From Northern Ireland to the Norfolk Islands, and from Jersey to Jamaica, competitors from more than 20 countries and territories are battling it out for the medals in singles, pairs, triples and fours competitions until Saturday August 6.
Lawn bowls has been played at Victoria Park since 1909 and the current five Warwick District Council-cared for greens are now recognised as among the best in the world.
They annually host the Bowls England National Championships, attended by 30,000 people, and have also twice been the venue for the Women’s World Championships.

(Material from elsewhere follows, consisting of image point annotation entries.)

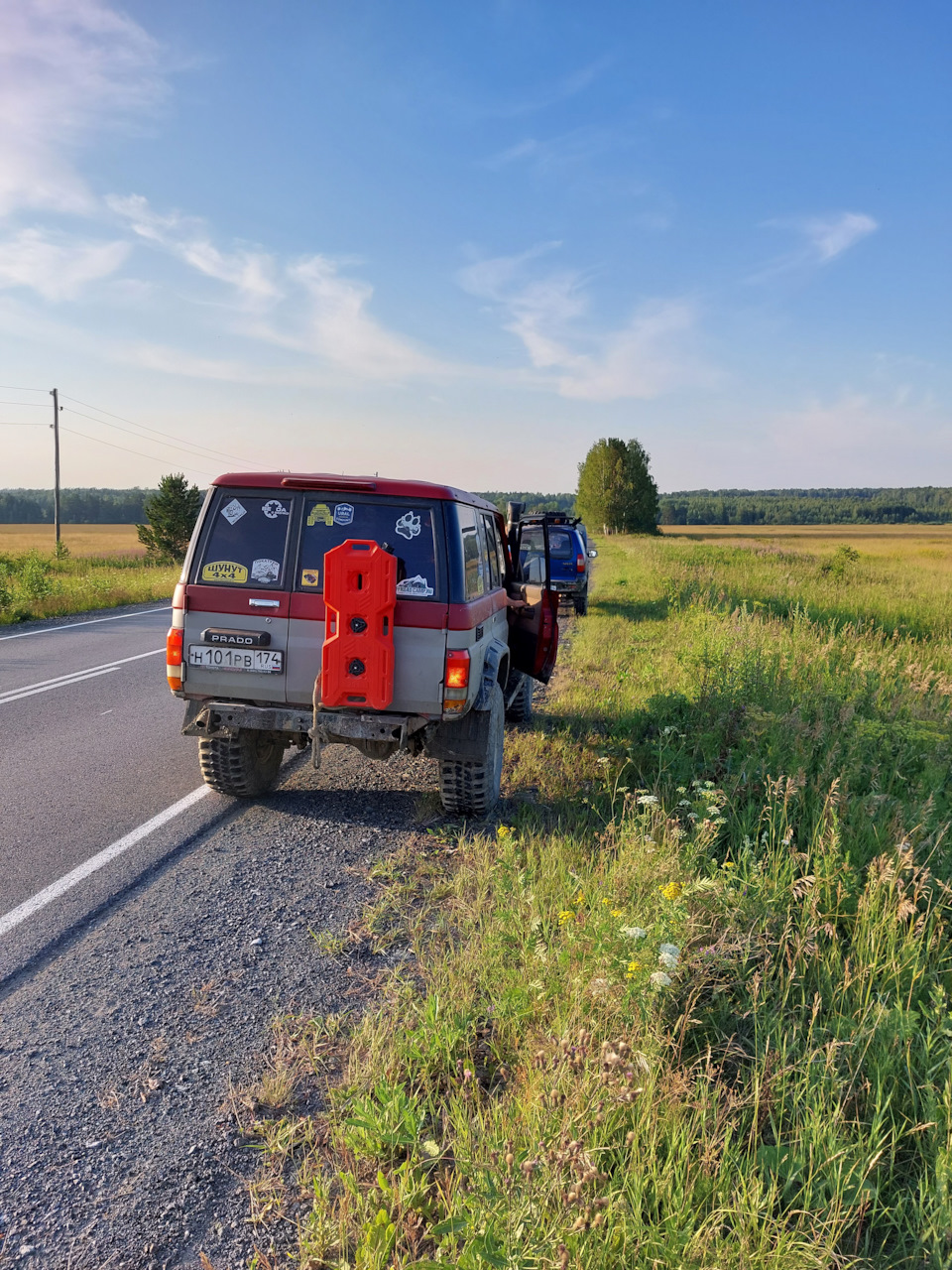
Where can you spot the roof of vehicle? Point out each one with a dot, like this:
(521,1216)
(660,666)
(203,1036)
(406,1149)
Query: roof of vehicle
(414,489)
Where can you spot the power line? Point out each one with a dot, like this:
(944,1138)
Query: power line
(153,457)
(208,449)
(128,432)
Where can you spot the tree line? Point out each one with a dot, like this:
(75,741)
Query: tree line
(923,504)
(76,506)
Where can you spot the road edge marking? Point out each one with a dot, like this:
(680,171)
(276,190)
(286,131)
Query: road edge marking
(91,621)
(9,921)
(63,681)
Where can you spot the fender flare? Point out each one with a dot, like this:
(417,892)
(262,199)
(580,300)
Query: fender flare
(495,670)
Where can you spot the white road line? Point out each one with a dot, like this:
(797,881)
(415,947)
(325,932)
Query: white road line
(63,681)
(71,879)
(91,621)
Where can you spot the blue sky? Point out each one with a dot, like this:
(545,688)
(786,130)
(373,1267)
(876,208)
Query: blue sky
(463,241)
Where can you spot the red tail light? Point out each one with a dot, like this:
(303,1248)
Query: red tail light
(456,681)
(173,658)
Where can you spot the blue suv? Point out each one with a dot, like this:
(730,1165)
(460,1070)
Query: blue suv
(569,556)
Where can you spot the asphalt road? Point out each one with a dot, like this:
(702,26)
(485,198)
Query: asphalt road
(90,752)
(135,1003)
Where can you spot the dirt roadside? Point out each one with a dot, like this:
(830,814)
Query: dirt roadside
(117,1148)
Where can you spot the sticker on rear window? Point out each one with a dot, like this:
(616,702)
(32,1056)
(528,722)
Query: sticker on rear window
(266,571)
(320,512)
(232,511)
(225,571)
(416,588)
(408,526)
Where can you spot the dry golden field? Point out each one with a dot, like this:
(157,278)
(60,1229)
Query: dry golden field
(82,540)
(895,541)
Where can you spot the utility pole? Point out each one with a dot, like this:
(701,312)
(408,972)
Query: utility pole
(55,395)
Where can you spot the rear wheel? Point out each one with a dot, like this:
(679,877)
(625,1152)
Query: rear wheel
(472,788)
(244,765)
(520,708)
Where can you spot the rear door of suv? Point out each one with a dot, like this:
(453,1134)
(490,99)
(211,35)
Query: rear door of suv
(414,531)
(238,597)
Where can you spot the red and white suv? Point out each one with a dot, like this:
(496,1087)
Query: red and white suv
(380,613)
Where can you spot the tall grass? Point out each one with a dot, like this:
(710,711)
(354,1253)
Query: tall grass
(688,1003)
(33,584)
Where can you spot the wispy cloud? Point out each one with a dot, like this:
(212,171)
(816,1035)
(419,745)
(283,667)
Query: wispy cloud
(66,67)
(55,267)
(560,90)
(820,240)
(252,272)
(645,357)
(307,305)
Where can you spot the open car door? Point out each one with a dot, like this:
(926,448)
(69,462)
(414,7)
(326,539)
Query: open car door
(534,631)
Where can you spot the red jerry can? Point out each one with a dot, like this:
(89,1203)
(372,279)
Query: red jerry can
(359,593)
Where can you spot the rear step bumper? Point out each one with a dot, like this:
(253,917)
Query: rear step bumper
(225,717)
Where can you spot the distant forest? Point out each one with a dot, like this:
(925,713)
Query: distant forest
(76,506)
(923,504)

But they have never seen anything on the scale of the Birmingham 2022 games. Security, as is to be expected, is extremely tight, and a large part of the park has been cordoned off, including an area laid out with solar panels, with organisers aiming to stage the first Commonwealth Games with a carbon-neutral legacy.
On the greens, up to 5,000 fans per day can watch the action at the venue from specially erected grandstands, while audiences around the world can catch it live online and on television.
Lawn bowls is one of the core Commonwealth Games sports having been played at every games since 1930, with the exception of Kingston, Jamaica in 1966, where there were no available facilities.
Many may think of lawn bowls as a genteel sport which is only the preserve of the retired, but those who take the time to tune-in will quickly learn how wrong they are, and that it is highly competitive and very much a cross-generational sport.
Anyone who still needs proof only need goggle the name Aaron Wilson, who dispelled any myths about lawn bowls being ‘stuffy’ when he whipped off his shirt footballer-style amid wild celebrations after securing gold at the games in Australia four years ago.
The sporting focus will switch from Leamington to Warwick on Sunday (August 7) when the county town will host the men’s and women’s cycling road races. The circular route starts and finishes at Myton Fields in the shadow of the castle.